I think we can chat about this in a more general sense as well because gaps are a common and frequent occurrence. So, let’s start with what exactly gaps are. A gap you see in the chart is essentially just the difference between the closing price of one candle and the opening price of the next, and the gap is created when the price fluctuates enough between those two candles so that it creates a gap.

Price gaps occur on many different time frames, it can happen from one minute to the next or it can happen overnight, or it can happen over the weekend when the market is closed, and the market receives news information and sentiment causes the market to gap higher or lower at the open.

So, these gaps can occurred during trading hours when the liquidity isn’t great, like on any 1-minute timeframe you’ll spot a couple of gaps, or it might occur in stocks for example where you see gaps quite frequently as the open price on the next trading day fluctuates from the prior day’s close, whether that’s due to a change in sentiment or news hitting the wires or just down to the ebbs and flows, and then of course, as is the case with the GBP today, we had the positive news over the weekend of talks being extended which meant Pound gapped up at the open.

So, to your question, should we be worried about the gaps? It really depends on the sentiment. There is a lot of schools of thought in the trading community that usually says things like “every gap needs to be filled” or “the gap can’t go unfilled”, but it’s important to realise that there isn’t any rule that says the market has to fill a price gap. There was actually a study done that I read a while ago I can’t remember the website but I’ll search for it and let you know when I find it, but in this study they examined something like 20 or 25 years of price data on the S&P, and found that for every gap above 0.5%, the gap was only filled about 40% of the time on the current or the next day, and for all the gaps above 1.0% I think the number was something like 30%, which showed that it’s not as common a reaction as some market participants claim.

I think what often happens in those circumstances is confirmation bias. They see a gap and they see price move to fill the gap, and they link the price move to the gap fill, when the price move had nothing to do with the gap and everything to do with the sentiment. Because we are programmed to think in terms of patterns, it’s quite easy for traders to assume confluence or correlation means causation but that’s not the case. The fact that the market filled the gap and the reason why the price moved to the fill the gap is not the same.

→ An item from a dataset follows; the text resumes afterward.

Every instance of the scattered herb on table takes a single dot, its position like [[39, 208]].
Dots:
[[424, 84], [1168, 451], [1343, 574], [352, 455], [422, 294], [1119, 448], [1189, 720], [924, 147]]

Also keep in mind that a gap that occurs in line with the overall sentiment or bias for an asset is a positive sign for a potential continuation of the current trend to continue, but of course in certain circumstances a gap can create a great opportunity to use for fading a move that you know has gotten ahead of itself and using the gap as a trade target as the gap is filled.

So, to turn it into a practical example for today with the GBP, will I worry about the gap for the GBP? Not really. I still like the 1.33 regardless of the gap, the real thing I’m watching is whether sentiment on the Dollar on the GBP changes throughout the day, if that happens and we reach back or break below the 1.33 I’ll just re-evaluate to make sure I’m still trading in line with the current sentiment.

But, in line with those stats I mentioned earlier, let’s just for practicality’s sake use the 40% for the S&P, this was quite a sizeable move so let’s say there is a roughly 30% change that the gap is eventually filled, might not be today or tomorrow or maybe the day after that, but according to that nothing stops us from anchoring our stops behind areas like this or using these areas as potential profit targets to the downside, because we know there is a big part of the trading community that will be looking at that exact same gap.